Cybersecurity: dealing with the escalation of systemic threats

The month of March was the scene of security incidents on an adverse scale, underlining the fragility of value chains. On March 24, 2026, claims concerning a massive data leak of 590 TB at a major hosting provider increased the pressure on business continuity plans.

At the same time, the WorldLeaks ransomware group hit the Los Angeles Metro network by stealing nearly 160GB of data, while a new threat called DarkSword targets millions of mobile devices. These events demonstrate that compliance under Article 32 of the GDPR can no longer be a simple contractual clause but must result in a continuous technical audit of the subcontracting chain. The leaks reported in Mid-March in the education and health sectors confirm that sensitive data and that of minors remain the priority targets of attackers.

Regulatory convergence: structuring the architecture of trust

The French legal framework was structured with the adoption by the Senate, on 12 March 2026, of the Resilience Bill, ensuring the joint transposition of NIS 2 and DORA. This advance creates a bridge between general cybersecurity and financial resilience. On March 17, 2026, the ANSSI published the Cyber France Repository (ReCyF), which becomes the compass for essential entities that need to align their measures with a demanding national standard.

On March 18, 2026, the official designation of the CNIL as the supervisory authority for the IA Act in France closed a major institutional debate, guaranteeing consistency between data protection and the regulation of algorithms. For financial institutions, the March 20, 2026 deadline for submitting the third party information register served as the first truth test for managing risks related to technology providers.

Society and identity: the ethical challenges of generative AI

Beyond the regulations, the InCyber Forum, which opened on 31 March in Lille, highlights the concept of the dilation of the present. In a digital world that forgets nothing, every trace and every past word is frozen by the endless memory of servers, a concept theorized by Alex Türk who experiences that forgetting has become the exception and memory the rule.

This persistence is multiplied by generative artificial intelligence that uses old data to predict or manipulate our future. Data protection no longer only serves to preserve one's privacy but is becoming the indispensable tool to guarantee the authenticity of one's own identity. The fight for privacy in 2026 is the fight for the right to evolution and change, in the face of a digital system that tends to lock us into an unchangeable version of our past.

Strategic perspectives: managing compliance in a transversal mode

The success of organizations will depend on their ability to break the silos between legal and technical departments. The interoperability of evidence is the driving force behind this simplification:

  • A security policy designed for NIS 2 must instantly feed the GDPR processing register.
  • The requirements of the IA Act must be integrated natively into data governance
  • The DPO becomes an architect of digital trust to secure innovation

The role of the DPO is now strategic in preventing potentially devastating sanctions. Compliance is no longer a one-off constraint but a permanent state of vigilance that becomes a driver of performance and sovereignty for the company.

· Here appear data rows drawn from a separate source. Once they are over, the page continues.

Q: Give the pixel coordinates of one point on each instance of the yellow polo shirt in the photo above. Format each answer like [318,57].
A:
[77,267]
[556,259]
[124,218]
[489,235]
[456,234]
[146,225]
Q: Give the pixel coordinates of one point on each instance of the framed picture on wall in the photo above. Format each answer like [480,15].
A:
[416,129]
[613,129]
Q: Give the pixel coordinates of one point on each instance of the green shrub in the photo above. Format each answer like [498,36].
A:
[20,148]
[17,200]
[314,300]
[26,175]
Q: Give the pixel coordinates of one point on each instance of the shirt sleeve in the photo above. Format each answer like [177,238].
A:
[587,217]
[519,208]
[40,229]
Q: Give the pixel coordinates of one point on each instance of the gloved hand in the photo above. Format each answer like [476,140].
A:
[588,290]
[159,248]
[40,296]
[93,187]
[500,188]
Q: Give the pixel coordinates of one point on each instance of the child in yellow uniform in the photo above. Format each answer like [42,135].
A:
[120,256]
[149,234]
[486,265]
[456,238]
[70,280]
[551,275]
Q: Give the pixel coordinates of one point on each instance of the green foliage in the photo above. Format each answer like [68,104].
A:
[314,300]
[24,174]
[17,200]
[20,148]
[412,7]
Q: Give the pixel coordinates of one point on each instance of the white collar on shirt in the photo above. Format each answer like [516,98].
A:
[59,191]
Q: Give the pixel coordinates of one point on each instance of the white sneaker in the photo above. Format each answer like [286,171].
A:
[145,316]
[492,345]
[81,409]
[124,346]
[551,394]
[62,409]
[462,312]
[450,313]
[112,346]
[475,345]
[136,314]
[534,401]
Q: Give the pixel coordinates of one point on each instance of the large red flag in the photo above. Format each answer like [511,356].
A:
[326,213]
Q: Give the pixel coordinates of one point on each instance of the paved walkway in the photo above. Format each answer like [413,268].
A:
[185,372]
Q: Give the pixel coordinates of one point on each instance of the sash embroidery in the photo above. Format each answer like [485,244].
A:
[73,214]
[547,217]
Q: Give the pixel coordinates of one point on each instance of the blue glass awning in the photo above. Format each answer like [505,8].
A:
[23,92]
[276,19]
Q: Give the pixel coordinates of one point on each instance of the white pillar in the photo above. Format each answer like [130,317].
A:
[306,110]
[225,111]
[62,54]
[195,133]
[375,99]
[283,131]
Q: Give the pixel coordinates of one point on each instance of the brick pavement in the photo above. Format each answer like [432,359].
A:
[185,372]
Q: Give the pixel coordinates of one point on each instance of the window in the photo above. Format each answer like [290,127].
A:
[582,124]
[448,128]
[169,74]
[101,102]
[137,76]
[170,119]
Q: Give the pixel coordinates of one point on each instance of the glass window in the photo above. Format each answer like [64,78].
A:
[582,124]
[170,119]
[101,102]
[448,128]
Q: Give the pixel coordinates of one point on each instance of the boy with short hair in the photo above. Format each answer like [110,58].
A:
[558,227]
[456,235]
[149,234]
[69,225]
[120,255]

FAQ - the compliance challenges of March 2026

Who is the supervisory authority for the IA Act in France?

The CNIL was officially designated on March 18, 2026 as the authority responsible for market surveillance and compliance with the IA Act in France, thus ensuring consistency between personal data protection and algorithmic regulation.

What was the Resilience Law adopted in March 2026?

Adopted on March 12, 2026 by the Senate, the Resilience Law ensures the joint transposition of the European NIS 2 and DORA directives, creating a unified framework for cybersecurity and the financial resilience of companies.

What is the ANSSI Cyber France Repository (ReCyF)?The ReCyF is the compass published by ANSSI on 17 March 2026, allowing essential entities to align their security measures with a demanding national standard in response to systemic threats.